Q I have several 500GB SATA hard drives with all my movies on them. Instead of putting them on a server and running them across the wire, I have chosen to have a removable tray in my media computer. The only problem is that I must shut down the computer to change hard drives. I want to be able to hot-swap disks, but I'm not aware of a way to do that under Linux, as the drive tables are loaded when the kernel is brought up.
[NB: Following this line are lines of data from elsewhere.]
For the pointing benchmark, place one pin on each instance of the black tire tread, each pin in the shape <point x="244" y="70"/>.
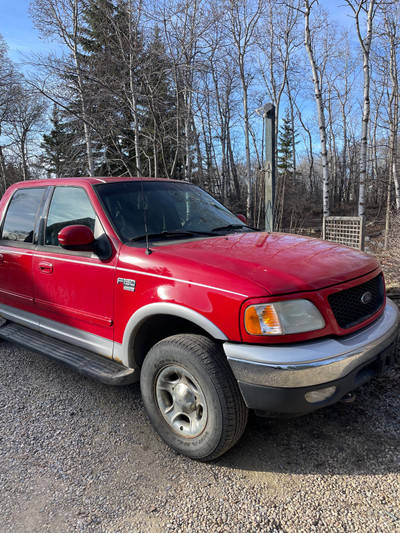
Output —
<point x="214" y="361"/>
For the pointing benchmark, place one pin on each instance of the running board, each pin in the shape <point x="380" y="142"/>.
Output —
<point x="85" y="362"/>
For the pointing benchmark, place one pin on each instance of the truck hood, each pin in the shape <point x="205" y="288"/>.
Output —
<point x="279" y="263"/>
A What you are looking for is hotplugging on SATA, which is dependent on the hardware in two areas. The drive caddy system you use must be hot-swappable; most are, but check before you buy. The lock is often necessary, although some caddies use a sliding catch rather than a key, because it not only locks the drive in place but also controls the power to the drive. Unlocking the drive powers down the drive so it is not still spinning when you physically yank it out. Secondly, your SATA controller must handle hot-swapping. It must be able to recognise when a drive has been disconnected or connected and communicate this information. Provided that happens, the OS should handle hot-swapped SATA drives much the same as it does USB or FireWire drives. Identifying suitable controllers is not so easy. I've had complete success with Intel ICH8 controllers running in AHCI mode, which seems to be the most important factor. If your SATA controllers are AHCI compatible (there is often a BIOS option to enable or disable this if they are), you should be OK, but search Google for your particular controller(s) first. Watch the system log with

tail -f /var/log/messages

while pulling and replacing the drives. You should see various messages relating to the disappearance and reappearance of the drive. If this ends in success you are ready to use them, although there is one more factor you may need to consider. If you want the drives to be automounted and your automount system uses pmount to do the mounting (pmount allows mounting by a normal user without an entry in /etc/fstab) you may need to edit /etc/pmount.allow. If the drives are seen as non-removable, which SATA hard disks usually are, pmount will refuse to mount them unless you add the device name to /etc/pmount.allow, for example.

echo '/dev/sdb1' >>/etc/pmount.allow
echo '/dev/sdc[123]' >>/etc/pmount.allow
echo '/dev/sdd*' >>/etc/pmount.allow

The first allows one particular partition to be mounted by pmount, the second example permits three specific partitions on a drive, while the third lets through every partition on a drive. Note the use of single quotes to stop the shell interpreting the wildcards.